His father ignored him, addressing Dane. “I’ve cleared your absence with Coach Hartl.”

Translation: He’d gone over Dane’s head like he was a child who couldn’t run his own life. Like he and his mother always had. Pulling his strings.

Indignation dissolved the knot of fear in Dane’s chest. “But you didn’t clear it with me.”

Bas stepped to his other side, mirroring Ryan’s defensive stance, while a more familiar heat hit Dane’s back, Alex’s body close.

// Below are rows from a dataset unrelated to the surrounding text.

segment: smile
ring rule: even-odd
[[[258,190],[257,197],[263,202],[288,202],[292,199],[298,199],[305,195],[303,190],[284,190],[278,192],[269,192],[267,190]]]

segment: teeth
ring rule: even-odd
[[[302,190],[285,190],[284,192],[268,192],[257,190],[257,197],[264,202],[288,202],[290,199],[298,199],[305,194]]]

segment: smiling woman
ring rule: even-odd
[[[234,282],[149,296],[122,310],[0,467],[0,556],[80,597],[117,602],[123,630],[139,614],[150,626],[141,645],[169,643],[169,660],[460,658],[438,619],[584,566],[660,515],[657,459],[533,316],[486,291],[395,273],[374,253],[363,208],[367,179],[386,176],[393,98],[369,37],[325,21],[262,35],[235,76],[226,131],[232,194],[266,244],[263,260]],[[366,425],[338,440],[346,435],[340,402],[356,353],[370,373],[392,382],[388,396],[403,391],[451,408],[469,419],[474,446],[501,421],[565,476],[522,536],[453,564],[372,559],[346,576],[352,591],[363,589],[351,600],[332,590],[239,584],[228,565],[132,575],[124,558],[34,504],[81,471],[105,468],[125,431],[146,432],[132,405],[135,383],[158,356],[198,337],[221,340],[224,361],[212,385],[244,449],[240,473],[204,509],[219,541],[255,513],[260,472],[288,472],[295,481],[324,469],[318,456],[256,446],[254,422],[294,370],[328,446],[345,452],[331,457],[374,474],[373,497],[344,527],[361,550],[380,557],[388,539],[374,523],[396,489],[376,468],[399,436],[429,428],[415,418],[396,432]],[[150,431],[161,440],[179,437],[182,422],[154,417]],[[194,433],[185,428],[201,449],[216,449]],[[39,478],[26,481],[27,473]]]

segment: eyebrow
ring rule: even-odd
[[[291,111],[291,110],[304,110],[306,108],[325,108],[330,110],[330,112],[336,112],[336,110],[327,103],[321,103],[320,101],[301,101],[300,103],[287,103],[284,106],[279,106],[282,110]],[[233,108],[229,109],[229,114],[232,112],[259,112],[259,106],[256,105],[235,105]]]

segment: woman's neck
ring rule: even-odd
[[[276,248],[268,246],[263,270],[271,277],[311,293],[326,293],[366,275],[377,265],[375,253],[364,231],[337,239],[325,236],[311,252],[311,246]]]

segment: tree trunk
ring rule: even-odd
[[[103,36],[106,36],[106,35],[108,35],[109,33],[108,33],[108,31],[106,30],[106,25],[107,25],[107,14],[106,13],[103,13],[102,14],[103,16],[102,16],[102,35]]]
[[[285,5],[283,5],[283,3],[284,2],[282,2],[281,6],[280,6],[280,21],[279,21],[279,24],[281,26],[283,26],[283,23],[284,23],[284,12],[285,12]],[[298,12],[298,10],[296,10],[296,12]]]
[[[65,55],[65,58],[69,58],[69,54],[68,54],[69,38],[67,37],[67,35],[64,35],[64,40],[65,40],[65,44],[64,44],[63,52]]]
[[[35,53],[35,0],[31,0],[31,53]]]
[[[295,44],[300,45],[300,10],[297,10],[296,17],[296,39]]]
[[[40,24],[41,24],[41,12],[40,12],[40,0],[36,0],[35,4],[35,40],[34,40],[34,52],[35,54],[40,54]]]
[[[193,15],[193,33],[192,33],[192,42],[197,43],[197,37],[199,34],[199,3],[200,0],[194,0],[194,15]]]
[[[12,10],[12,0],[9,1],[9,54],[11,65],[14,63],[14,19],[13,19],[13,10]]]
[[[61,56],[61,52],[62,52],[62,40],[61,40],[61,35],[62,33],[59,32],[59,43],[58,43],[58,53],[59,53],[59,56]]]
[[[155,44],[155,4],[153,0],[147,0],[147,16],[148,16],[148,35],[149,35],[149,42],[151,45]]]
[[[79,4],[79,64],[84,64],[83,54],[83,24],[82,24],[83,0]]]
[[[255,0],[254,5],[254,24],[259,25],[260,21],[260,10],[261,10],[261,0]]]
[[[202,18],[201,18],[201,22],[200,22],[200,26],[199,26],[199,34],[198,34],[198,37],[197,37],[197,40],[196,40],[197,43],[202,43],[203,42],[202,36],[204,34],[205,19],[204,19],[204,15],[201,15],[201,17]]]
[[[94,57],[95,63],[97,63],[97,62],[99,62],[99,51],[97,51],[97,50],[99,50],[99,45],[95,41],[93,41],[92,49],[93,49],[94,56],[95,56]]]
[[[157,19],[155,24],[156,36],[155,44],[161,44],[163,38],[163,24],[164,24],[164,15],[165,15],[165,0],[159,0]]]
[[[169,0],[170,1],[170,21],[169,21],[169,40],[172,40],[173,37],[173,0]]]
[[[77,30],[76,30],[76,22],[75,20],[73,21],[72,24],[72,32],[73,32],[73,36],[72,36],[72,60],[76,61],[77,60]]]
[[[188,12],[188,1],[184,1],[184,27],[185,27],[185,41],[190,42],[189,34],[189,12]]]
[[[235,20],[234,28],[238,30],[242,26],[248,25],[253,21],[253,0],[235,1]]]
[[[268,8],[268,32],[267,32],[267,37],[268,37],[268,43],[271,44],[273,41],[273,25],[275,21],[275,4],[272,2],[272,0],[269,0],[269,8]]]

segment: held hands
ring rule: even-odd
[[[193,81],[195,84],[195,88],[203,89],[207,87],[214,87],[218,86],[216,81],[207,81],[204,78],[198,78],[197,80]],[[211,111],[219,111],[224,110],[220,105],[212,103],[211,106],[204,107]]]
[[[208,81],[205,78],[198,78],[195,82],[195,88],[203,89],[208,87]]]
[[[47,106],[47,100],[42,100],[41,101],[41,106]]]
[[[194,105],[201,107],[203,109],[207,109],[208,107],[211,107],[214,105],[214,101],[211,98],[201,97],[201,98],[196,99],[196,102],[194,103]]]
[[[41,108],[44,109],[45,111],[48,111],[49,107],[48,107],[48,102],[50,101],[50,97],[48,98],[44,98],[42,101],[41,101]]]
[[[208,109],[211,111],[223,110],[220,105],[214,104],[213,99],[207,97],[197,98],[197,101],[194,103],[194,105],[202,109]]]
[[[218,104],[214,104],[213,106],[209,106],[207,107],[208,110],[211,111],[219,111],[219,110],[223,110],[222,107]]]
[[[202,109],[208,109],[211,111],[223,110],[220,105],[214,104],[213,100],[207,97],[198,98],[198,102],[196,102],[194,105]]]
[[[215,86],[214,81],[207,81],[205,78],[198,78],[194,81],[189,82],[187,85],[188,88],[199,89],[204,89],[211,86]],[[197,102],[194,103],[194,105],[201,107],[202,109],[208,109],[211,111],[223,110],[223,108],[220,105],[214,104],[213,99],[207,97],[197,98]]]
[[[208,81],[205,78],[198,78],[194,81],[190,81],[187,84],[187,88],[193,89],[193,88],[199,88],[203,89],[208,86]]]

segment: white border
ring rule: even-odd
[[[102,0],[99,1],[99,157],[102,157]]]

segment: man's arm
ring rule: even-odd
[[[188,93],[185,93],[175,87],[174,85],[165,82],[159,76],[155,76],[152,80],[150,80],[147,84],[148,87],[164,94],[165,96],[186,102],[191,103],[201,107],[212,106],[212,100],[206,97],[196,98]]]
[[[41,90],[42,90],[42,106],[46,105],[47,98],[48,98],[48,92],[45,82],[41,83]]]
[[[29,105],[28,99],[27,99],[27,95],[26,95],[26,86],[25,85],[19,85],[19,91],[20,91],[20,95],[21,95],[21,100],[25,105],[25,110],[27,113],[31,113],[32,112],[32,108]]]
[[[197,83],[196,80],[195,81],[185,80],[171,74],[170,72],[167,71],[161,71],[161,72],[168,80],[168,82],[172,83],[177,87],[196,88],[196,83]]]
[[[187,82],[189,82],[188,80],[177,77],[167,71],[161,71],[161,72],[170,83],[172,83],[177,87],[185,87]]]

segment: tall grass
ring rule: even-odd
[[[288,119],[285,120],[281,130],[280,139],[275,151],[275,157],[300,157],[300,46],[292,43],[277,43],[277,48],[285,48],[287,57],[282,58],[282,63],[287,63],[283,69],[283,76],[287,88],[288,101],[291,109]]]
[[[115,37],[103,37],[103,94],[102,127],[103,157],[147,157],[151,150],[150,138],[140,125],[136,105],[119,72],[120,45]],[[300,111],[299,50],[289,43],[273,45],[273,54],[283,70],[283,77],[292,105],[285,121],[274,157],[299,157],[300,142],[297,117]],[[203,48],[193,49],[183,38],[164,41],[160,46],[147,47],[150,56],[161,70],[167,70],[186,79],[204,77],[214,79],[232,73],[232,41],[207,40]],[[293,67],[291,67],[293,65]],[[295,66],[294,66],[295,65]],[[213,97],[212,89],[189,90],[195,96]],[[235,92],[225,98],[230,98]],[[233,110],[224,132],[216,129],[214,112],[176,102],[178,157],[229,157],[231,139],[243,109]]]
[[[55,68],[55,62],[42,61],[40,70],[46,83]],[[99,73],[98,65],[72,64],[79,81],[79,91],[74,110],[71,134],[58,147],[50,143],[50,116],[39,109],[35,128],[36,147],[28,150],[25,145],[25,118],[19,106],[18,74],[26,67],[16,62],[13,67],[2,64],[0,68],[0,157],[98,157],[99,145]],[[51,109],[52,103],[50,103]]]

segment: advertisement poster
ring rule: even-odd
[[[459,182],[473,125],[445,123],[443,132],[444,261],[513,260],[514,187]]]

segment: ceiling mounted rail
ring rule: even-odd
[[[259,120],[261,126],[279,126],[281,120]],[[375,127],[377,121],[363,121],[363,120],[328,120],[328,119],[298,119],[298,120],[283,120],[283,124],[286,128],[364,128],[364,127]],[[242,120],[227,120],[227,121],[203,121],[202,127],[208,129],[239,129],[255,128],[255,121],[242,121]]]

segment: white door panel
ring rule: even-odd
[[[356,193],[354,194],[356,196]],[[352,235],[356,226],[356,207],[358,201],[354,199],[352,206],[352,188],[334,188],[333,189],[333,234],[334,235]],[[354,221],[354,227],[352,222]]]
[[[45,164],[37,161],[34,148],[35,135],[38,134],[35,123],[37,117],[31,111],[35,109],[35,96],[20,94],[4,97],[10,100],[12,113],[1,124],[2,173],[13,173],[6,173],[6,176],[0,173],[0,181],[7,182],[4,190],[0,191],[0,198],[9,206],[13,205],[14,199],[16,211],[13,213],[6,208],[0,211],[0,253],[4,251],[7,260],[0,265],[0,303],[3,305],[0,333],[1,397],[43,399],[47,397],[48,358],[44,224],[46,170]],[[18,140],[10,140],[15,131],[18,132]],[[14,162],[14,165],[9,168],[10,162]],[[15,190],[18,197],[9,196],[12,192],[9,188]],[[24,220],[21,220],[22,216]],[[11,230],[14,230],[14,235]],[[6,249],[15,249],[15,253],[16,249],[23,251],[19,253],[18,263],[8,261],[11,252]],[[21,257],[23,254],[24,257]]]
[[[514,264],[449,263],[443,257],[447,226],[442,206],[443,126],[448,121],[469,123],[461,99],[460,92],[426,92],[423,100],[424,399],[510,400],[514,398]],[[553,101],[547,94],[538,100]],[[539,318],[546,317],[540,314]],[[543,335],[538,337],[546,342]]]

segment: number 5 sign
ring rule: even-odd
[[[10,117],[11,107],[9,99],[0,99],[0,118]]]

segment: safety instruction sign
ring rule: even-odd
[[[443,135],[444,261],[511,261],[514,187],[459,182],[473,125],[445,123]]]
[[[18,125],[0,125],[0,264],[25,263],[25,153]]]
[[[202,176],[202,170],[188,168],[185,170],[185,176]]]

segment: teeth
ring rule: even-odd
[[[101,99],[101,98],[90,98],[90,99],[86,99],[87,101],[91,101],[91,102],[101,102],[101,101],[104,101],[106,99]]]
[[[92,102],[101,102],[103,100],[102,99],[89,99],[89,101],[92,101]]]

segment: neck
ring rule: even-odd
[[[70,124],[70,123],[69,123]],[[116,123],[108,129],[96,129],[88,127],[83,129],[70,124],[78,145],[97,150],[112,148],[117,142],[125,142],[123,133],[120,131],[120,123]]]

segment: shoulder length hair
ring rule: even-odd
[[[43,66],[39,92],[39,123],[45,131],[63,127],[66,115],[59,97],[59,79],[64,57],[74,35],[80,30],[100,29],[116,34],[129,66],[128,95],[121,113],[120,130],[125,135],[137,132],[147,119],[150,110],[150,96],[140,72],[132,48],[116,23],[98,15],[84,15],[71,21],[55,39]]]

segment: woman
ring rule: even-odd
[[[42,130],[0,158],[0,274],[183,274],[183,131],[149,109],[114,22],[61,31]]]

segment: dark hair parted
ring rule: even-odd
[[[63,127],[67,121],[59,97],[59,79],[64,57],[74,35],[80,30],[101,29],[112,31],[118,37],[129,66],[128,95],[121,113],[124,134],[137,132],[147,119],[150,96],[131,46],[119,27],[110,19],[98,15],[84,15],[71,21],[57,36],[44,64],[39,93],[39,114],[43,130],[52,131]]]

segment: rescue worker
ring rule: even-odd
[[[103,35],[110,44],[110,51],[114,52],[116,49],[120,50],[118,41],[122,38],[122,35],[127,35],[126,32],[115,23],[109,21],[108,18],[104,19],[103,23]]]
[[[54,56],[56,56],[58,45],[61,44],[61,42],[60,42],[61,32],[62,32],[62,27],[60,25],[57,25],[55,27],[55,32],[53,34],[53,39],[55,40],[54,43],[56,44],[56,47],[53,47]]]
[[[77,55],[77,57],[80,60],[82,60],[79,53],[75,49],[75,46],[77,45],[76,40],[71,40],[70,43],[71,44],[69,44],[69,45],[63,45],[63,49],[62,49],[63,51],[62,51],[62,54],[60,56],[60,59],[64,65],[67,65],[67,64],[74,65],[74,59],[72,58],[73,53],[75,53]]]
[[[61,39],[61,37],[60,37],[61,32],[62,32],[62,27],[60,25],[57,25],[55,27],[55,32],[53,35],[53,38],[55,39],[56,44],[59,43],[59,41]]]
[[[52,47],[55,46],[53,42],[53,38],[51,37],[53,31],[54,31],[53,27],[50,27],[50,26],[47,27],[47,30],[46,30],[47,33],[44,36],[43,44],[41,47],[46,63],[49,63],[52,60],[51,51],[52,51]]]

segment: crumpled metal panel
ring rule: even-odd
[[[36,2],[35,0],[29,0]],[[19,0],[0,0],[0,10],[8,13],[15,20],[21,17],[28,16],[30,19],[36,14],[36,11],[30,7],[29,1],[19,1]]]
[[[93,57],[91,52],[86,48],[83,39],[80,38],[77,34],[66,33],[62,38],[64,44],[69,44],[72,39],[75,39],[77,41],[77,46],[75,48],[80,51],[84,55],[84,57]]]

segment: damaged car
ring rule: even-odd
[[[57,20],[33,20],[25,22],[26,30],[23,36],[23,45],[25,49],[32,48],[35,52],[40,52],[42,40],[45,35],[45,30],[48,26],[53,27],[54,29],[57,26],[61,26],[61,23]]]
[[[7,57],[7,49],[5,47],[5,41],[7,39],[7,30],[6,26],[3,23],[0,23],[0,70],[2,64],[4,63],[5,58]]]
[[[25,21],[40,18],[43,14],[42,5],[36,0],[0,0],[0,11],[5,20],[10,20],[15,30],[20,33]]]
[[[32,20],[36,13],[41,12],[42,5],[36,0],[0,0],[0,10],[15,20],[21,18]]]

“Dane,” Alex whispered behind him, wary.

If there was a warning there, Dane didn’t heed it. “Unless it’s an emergency,” he told his father, “I’m not going with you.”

“You’ve ignored our invitations every night this week.”

“Because I had more important things to do, with my team.”

“It’s no longer an invitation. Roger would like a word about your sponsorships.”

Dane flung out his arms, branded jammers and track jacket on display. “I’m not wearing enough flair for him?”

A hand pressed lightly against his lower back. “Dane, let’s go,” Alex said, tight and with caution. “You can call Roger from your room.”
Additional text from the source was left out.